The vocal group Coro della Radio Svizzera is from the beautiful Swiss town of Lugano. With soloists, it numbered 19 singers for this event.

Les Sacqueboutiers is a quintet of cornet and sackbut players from Toulouse, France. And rounding out the forces was I Barocchisti, a period instrument group, also from Lugano, that boasts the rather unusual talents of Maria De Martini, who doubles her mastery of the flute with bassoon performance.

The aggregate sound was certainly interesting, although somehow unsatisfying. The instruments were suitably raucous, still carrying the medieval sound of the consort in their bags of tricks, but the assembled choir did not impress in the early stages.

Dixit Dominus is a real fire-and-brimstone piece, but the chorus could not seem to muster the proper degree of vocal intensity. Even as Mr. Fasolis sought to inspire the singers with big conductorial gestures — he looked as though he were leading Mahler’s “Symphony of a Thousand” — his singers responded with rather anemic sound production. Something was amiss, but what?

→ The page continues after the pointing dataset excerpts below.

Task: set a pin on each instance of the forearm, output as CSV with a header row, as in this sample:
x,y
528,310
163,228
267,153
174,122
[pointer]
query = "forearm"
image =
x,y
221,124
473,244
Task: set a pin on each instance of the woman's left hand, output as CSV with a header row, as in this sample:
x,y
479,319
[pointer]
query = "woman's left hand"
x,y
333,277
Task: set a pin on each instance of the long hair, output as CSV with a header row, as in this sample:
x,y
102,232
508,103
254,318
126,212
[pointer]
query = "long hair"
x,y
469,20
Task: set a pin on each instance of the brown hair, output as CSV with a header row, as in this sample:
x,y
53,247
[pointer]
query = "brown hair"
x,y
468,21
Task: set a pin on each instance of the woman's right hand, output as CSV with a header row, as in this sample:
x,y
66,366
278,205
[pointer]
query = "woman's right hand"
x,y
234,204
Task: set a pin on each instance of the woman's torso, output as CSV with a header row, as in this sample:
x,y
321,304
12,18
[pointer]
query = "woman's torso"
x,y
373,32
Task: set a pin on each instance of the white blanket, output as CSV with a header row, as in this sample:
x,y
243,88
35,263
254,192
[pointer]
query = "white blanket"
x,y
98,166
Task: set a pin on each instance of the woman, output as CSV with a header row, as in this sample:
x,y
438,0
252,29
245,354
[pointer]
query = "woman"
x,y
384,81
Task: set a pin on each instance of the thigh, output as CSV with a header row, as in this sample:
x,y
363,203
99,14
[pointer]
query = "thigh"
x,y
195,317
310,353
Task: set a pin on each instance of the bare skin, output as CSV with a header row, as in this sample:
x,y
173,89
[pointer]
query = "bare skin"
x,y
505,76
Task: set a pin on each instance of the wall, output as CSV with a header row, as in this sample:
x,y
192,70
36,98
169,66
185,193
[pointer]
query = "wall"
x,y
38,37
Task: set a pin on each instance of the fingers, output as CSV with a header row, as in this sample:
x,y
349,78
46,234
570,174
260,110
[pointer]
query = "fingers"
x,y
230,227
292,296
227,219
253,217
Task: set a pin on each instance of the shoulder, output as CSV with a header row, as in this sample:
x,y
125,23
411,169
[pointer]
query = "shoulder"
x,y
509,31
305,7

Once the first soloist, a counter-tenor, intoned, the problem became clear. This respectable group of singers is simply as advertised, a hardworking parish choir from the provinces. Over time, a parade of soloists passed by, but none were remarkable, and at least one struggled mightily.

One of the undisputed highlights of this unique piece is Duo Seraphim, an echoing conversation between two of the guardians on high. One of the two tenors, however, had a devil of a time with his angelic music, bleating out some of the most disturbing melisma imaginable. As he fought in vain for the proper pitch, his counterpart only made things worse by hitting all of his notes perfectly. An embarrassing few minutes.

Mr. Fasolis certainly attempted to enliven the proceedings with his kinetic energy, at one point running onto the stage to take a flying leap onto the podium just in time to give a downbeat, and the singers all gave their best efforts. Had this noble experiment been offered in a local church, it would have seemed a fine reconstruction, but, in the context of the Mostly Mozart Festival in a sold-out theater, the evening was a bit tepid.

Any mounting of this often reshuffled work will bring cavils from reviewers. Here the group performed only one of the two settings of the Magnificat and jettisoned some of the instrumental interludes, which some scholars view as apocryphal. But this current version is the equal in legitimacy of any other, as this particular debate is notoriously muddy. If only the choral sound had not followed suit.